Efficient code for accessing the items (or lines) in a variable.

Alex Tweedly alex at tweedly.net
Sat Feb 19 19:44:08 EST 2011


The other day I mentioned the great efficiency that can be gained by 
using the form
>    repeat for each item tItem in tdata
>       .... tItem ...
>    end repeat

rather than the (perhaps more obvious)

>   repeat with i = 1 to the number of items in tdata
>        .... item i of tData ...
>   end repeat

So what we have is two techniques:

one is very fast, but has restrictions
      - can only be done with one variable at a time, in a simple loop
      - the variable should not be changed during the loop
the other is quite slow, but does not have the restrictions.

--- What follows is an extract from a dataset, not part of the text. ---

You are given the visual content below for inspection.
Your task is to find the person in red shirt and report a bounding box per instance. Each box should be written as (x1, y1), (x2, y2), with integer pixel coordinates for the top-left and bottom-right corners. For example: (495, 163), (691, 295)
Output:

I should have mentioned that there is another technique, using char 
offsets. Using "... item i of tData ..." is relatively slow because the 
engine must do a search (scan) from the beginning of the data for the 
numbered item. However, the engine can directly access a numbered char 
offset without any scan (and it can very quickly access the first item, 
because all that is needed is a small scan to find the end of the item). 
Therefore, you can re-write this second form as

>   put 1 into tCurrentItemCharOffset
>   repeat with i = 1 to the number of items in tData
>     ... item 1 of (char tCurrentItemCharOffset to -1 of tData) ...
>     add the number of chars in item 1 of (char tCurrentItemCharOffset 
> to -1 of tData) + 1 to tCurrentItemCharOffset
>   end repeat
This is almost as quick as the first method, and similarly its 
performance is linear wrt the number of items. But it can be done on 
more than one variable at a time, and can be done in more general 
contexts, not simply looping through the variable. And, if done 
carefully, you can change the current item while processing the loop 
(i.e. you must increment the offset after any change to the current 
item, and of course you must not change any part of the variable 
*before* the current item).

so for a simple loop, we have times like

>       10000 items    20000 items
> 1.           2 msec            4 msec
> 2.       419 msec      1604 msec
> 3.           5 msec          10 msec
>
NB doubling the number of items causes  methods 1 and 3 to take double 
the time, but method 2 takes 4x the time, so if you are working with 
large data sets this makes a difference.

-- Alex.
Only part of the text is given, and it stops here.